Straphangers—and really everyone in the metropolitan area—ought to be outraged. The fare hikes and service cuts that were, at press time, set to become a harsh new reality for subway, bus and train riders are unconscionable. And the blame lies squarely with the State Senate, whose behavior over the past week has been downright embarrassing.
With the Metropolitan Transportation Authority facing a financial crisis, last year Gov. David Paterson appointed former MTA chair Richard Ravitch to come up with a new plan for avoiding the draconian fare hikes and service cuts that loomed in the absence of new funding. Everyone will feel the pain from a crumbling mass transit system, and so the Ravitch plan rightfully distributed the burden with a payroll tax, a modest fare hike and tolls on the historically free East and Harlem river bridges.

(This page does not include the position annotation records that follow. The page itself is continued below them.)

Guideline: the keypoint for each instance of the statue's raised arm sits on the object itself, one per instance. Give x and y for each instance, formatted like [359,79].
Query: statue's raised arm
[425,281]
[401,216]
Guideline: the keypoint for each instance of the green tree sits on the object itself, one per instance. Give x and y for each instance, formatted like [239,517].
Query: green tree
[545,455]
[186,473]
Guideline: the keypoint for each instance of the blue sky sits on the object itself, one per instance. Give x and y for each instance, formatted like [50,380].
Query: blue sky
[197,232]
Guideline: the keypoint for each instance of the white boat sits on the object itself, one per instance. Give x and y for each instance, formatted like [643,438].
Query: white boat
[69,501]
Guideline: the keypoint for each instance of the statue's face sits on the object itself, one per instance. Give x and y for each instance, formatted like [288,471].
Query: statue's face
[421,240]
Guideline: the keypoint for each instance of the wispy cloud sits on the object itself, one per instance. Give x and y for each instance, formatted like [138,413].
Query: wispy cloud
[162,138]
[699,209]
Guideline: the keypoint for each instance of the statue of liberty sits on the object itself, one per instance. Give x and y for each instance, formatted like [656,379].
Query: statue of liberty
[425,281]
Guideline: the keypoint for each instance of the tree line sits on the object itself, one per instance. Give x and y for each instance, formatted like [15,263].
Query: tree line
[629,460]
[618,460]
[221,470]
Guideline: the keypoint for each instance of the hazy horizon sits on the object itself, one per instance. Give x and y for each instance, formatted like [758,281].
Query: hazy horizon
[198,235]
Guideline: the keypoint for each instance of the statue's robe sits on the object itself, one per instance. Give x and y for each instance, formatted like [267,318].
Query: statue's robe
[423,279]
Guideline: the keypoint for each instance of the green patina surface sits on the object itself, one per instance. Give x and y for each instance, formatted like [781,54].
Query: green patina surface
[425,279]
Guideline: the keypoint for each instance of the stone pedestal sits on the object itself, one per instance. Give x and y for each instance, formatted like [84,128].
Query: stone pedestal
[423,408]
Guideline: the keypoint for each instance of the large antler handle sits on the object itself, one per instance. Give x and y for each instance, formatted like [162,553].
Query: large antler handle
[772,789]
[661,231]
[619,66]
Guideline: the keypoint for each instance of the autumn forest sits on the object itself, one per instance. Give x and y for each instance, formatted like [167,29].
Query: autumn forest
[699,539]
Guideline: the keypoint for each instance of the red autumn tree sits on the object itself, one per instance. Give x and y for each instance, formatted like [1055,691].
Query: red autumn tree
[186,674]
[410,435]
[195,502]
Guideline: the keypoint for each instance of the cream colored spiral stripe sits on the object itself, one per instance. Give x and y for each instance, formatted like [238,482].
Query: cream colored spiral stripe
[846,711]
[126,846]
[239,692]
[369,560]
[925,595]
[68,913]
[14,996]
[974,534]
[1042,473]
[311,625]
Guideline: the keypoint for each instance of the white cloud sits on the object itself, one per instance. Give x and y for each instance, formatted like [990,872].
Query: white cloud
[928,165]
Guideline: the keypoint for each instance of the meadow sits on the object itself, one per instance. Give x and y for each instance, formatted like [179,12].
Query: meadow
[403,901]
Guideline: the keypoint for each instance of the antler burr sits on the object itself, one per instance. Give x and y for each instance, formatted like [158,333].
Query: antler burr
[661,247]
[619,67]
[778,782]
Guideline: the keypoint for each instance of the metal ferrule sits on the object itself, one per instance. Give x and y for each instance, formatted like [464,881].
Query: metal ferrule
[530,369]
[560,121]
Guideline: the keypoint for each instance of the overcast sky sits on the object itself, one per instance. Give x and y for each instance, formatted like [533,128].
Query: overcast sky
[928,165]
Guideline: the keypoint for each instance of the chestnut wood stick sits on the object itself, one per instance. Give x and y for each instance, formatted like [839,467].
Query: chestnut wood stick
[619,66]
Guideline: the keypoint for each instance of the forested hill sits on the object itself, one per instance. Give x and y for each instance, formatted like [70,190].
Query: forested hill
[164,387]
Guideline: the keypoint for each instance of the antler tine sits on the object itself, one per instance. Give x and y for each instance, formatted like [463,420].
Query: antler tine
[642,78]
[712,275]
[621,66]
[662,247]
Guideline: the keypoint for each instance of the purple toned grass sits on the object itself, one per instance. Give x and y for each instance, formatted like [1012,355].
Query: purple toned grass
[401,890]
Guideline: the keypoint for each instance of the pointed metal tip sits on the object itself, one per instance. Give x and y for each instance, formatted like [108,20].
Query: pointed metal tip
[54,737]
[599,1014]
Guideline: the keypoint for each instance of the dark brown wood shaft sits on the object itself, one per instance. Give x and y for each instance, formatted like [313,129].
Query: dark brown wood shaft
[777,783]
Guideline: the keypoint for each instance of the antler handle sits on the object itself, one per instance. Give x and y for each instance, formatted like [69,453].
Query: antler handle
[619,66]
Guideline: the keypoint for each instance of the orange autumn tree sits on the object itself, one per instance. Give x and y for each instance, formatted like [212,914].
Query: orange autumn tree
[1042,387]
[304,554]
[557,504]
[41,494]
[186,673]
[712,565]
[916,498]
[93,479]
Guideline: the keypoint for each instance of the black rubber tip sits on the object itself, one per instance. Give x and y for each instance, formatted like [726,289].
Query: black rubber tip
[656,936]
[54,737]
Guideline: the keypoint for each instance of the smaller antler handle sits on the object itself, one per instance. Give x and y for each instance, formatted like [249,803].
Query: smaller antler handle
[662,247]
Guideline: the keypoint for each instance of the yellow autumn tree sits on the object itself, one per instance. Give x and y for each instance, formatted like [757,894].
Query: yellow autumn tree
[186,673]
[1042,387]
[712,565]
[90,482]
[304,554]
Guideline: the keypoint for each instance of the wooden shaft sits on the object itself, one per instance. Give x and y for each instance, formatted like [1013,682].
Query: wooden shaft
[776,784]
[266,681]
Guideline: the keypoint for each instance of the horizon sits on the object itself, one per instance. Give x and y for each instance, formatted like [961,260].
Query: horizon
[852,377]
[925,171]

The governor and the Assembly have backed a slightly modified version of the Ravitch proposal. But the Senate has choked, offering a half-baked alternative using numbers that did not even add up. Now Senate Majority Leader Malcolm Smith has reportedly turned his focus to state budget negotiations, which have reached a new low in terms of transparency.
With no help from Albany in sight, the MTA is planning to move forward with painful service cuts and fare hikes—to $2.50 from $2 for a single ride, and to $103 from $81 for an unlimited monthly pass. The authority also appears poised to cut back on aspects of key infrastructure projects, like an extra bypass track for the Second Avenue subway, and may be forced to take additional steps if finances continue to worsen.
Toll opponents have complained that these fees unfairly burden businesses and working- and middle-class commuters who must drive into the city. But what is inexplicably left out of this argument is that these same groups are also hurt by painful fare hikes and service cuts, and that the long-term effects of failing to fund mass transit are widespread.
That a handful of Senate dissidents can obstruct a critical piece of legislation for the entire metropolitan area is reprehensible, and it shows that Smith, the Senate’s leader, is falling down on the job. If members of his own party won’t play ball, then Smith needs to find some Republicans who will. Make compromises, trade horses—basically, do what he was elected by both his constituents and conference to do: be a politician.
Without an affordable and reliable mass transit, New York City cannot support its businesses, cultural institutions, visitors and residents. Subways, buses and trains are the circulatory system that underlies this entire area’s economic viability.
During this period of unprecedented financial tumult, supporting mass transit is more critical than ever. If Smith can’t see that, then it’s time for the Senate to find a new leader who can.